Italian summer Ferragosto is an Italian festival usually celebrated during the ides of August, though we seldom see it commemorated in these parts. That's changing, as Ann Arbor's Paesano Restaurant will host an Italian dance party, featuring a casual appetizer buffet of grilled Italian favorites, music from Italian folk legend Pino Marelli, and a large dance floor to accommodate the fancy footwork. The fun begins at 6:30 p.m. Tuesday, Aug. 14, at 3411 Washtenaw Ave., Ann Arbor; 734-971-0484; paesanosannarbor.com; $50.
German anniversary Help celebrate the birthday of Detroit's authentic German beer hall, the Dakota Inn Rathskeller. This week they mark 79 years in business at the same location, under the ownership of the Kurz family. They'll only be open for lunch that day, but they'll be rolling prices on Blatz beer back to 1933, to 5 cents a glass, 10 cents a stein. The specials run for three glorious hours, 11 a.m.-2 p.m. on Wednesday, Aug. 8, at 17324 John R St., Detroit; 313-867-9722; dakota-inn.com.
Wine and jazz If you haven't been to MotorCity Wine in downtown Detroit, you've missed quite a wine shop. The owners focus on selling wines that are good values, resulting in an ever-changing selection of bargain wines that are flavorful and relatively inexpensive. It's also a great place to shop for wine, have a taste or two, and listen to the latest in live music. This week, they'll host the B. Williams Experiment (see this week's Night & Day spread for more info on BWX). The music pours out from 10 p.m.-1:30 a.m. Friday, Aug. 10, at 608 Woodward Ave.; 313-483-7283; $5 cover.
Torch songs Also downtown this week, Campus Martius' Fountain Bistro will be enlivened with performances of jazzy torch songs on the patio, featuring Phil Lesky, Kerry Lacy and Grace Detroit. It goes down 8:30-11:30 p.m. Saturday, Aug. 11, at Fountain Bistro at Campus Martius Park, 800 Woodward Ave., Detroit.

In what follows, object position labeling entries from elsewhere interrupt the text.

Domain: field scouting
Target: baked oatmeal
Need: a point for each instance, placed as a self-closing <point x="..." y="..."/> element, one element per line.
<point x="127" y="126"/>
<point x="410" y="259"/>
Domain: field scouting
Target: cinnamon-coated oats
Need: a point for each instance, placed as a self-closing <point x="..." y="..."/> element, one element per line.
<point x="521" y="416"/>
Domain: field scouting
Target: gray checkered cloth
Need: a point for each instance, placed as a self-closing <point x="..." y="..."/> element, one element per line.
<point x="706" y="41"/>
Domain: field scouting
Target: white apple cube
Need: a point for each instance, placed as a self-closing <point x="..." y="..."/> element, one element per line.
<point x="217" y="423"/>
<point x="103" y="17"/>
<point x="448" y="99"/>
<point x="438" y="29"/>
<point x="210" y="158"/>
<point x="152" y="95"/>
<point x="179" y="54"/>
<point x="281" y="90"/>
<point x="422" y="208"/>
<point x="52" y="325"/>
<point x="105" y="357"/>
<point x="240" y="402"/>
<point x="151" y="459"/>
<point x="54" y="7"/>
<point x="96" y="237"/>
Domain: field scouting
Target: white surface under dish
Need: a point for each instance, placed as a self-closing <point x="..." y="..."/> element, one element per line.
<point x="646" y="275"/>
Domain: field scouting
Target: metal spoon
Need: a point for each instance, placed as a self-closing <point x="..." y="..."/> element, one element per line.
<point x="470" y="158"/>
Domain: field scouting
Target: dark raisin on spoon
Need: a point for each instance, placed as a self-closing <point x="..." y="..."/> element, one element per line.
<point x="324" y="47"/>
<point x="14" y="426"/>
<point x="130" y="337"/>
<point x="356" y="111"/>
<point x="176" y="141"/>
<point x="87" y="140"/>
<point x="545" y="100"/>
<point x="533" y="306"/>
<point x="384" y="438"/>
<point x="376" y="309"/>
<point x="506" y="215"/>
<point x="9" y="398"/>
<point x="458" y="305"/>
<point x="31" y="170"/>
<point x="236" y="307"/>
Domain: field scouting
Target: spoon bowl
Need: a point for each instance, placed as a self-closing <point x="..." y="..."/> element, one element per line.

Know of any upcoming events related to dining, drinks, gardening or food in any way? Let us know! Call 313-202-8043 or e-mail firstname.lastname@example.org.
Paula Deen's Southern Cooking Bible: The New Classic Guide to Delicious Dishes with More Than 300 Recipes
by Paula Deen
Simon & Schuster, $29.99
Restaurant owner and cookbook author Paula Deen has a charismatic personality, exuding exuberance while sharing her recipes and techniques on her popular Food Network show. Her latest book, Paula Deen's Southern Cooking Bible: The New Classic Guide to Delicious Dishes with More Than 300 Recipes, is a collection of dishes that will make you a star at a potluck picnic. Moderation is advised, however, as many of her recipes are long on butter and cream. Southern favorites from pimento cheese to "Not Yo Mama's Banana Pudding" will tempt you to indulge.
the works The Cuisinart Smart Stick Variable Speed Hand Blender reminds us of the hucksters at the state fair. "Watch this, folks. It'll blend. It'll chop. It'll grind. It'll mince. It'll even whisk. Step right up." But the fact is that, in this case, it will do all that! And it'll do it in a pot or a pitcher or a bowl or a measuring cup. Blend salad dressings and soups. Grate hard cheeses. Whisk eggs or cream. Mince garlic and ginger. Smoothies and hummers are a breeze. The bowl that's included with a blade assembly turns it into a mini-prep tool, a small food processor. All this for about $35.